The following extracts from West Australian newspapers in June 1923 give  an excellent glimpse of what Charles Endersbee’s working life was like. He was a caulker and ring setter based a few miles out of Canderin, working on a pipe track on the WA goldfields water scheme. Here he is giving evidence in the WA Arbitration Court regarding Government employees’ hours and wages. (He was employed by the Goldfields Water Supply Department.)

The West Australian, 28 June 1923, p.7.

The Daily News (Perth), 28 June 1923, p.8.

An interesting sideline:

The Van Diemen’s Land convict records are a rich resource and have been the subject of the long-running project called Founders and Survivors.

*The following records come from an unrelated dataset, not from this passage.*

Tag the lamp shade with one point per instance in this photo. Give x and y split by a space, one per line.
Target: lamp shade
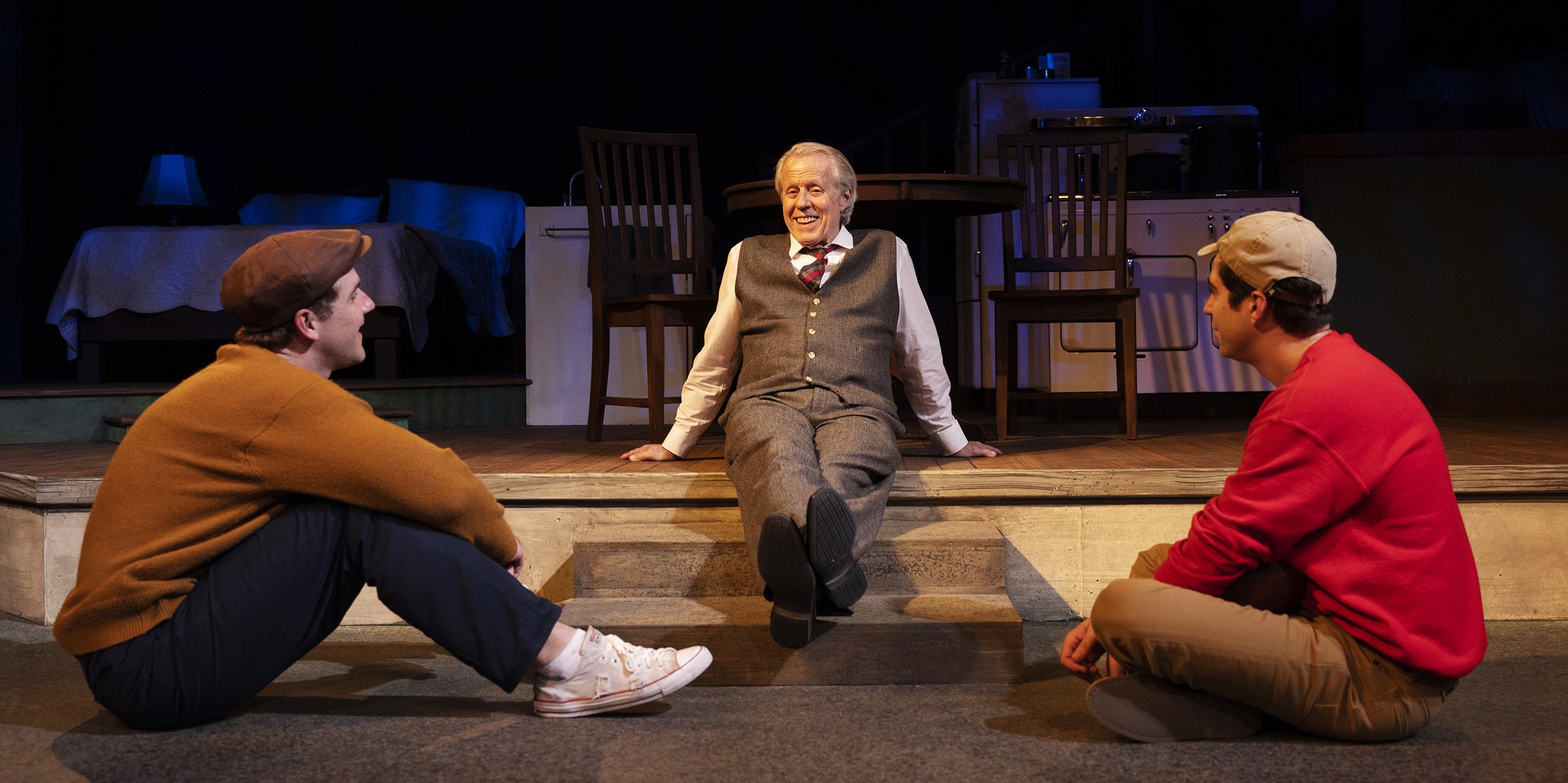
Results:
171 183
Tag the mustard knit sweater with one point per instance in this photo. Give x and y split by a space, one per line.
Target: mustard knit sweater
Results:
223 452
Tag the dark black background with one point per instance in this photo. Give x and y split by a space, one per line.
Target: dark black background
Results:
333 96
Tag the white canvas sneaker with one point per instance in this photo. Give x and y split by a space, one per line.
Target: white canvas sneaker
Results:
615 674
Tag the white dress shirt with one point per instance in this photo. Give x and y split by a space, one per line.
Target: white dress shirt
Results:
918 355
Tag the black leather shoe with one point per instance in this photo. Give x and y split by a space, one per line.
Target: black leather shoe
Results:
830 539
786 568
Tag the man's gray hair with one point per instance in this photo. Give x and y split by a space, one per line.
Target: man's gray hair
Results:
839 165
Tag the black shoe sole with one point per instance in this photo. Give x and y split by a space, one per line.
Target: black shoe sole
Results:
781 558
830 539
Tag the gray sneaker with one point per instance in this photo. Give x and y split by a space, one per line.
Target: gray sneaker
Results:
1152 710
615 674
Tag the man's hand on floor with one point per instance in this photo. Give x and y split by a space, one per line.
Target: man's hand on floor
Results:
1081 650
977 449
651 451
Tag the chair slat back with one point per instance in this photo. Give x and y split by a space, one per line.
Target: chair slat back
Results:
1074 214
640 187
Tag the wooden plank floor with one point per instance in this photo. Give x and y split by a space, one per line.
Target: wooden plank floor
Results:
1090 446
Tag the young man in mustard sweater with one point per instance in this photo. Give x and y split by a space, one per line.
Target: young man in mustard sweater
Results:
248 508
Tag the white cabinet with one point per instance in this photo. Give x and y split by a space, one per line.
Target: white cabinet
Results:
560 328
1175 341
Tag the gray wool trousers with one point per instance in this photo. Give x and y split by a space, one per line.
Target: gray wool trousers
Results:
783 448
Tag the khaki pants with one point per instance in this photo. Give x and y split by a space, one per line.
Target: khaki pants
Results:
1299 668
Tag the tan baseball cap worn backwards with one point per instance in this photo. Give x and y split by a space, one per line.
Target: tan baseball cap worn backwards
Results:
1269 247
281 274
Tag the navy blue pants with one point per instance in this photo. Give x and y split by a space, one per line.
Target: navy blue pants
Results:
265 603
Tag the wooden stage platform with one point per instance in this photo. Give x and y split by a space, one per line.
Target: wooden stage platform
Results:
967 551
1164 445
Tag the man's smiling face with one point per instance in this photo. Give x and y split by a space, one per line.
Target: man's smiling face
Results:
813 201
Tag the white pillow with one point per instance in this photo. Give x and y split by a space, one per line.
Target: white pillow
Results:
306 209
485 215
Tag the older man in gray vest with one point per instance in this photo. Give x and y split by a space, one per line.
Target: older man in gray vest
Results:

One of the very useful things that can be done using the convict records, which are available online through LINC Tasmania and the AIF records, which are available through the National Archives of Australia is compare the physical descriptions of different generations.
The first thing I noticed is that Horatio Wilks, convicted and transported in 1828, was 5 foot 9 ½ inches tall, had brown hair and hazel eyes. About 90 years later, his great-grandson, Charles Endersbee, was described as being 5 foot 9 inches tall, weighed 204 pounds, had reddish hair and blue eyes.  

Many more comparisons between male convicts and their AIF descendants are possible and the Founders and Survivors project has been doing just that in its Convicts to Diggers project. The Victorian team, led by Professor Janet McCalman is now embarking on a new project entitled ‘Diggers to Veterans: Risk, Resilience and Recovery’. This project will cover the period after the war and investigate what happened to the men of the AIF on their return to Australia.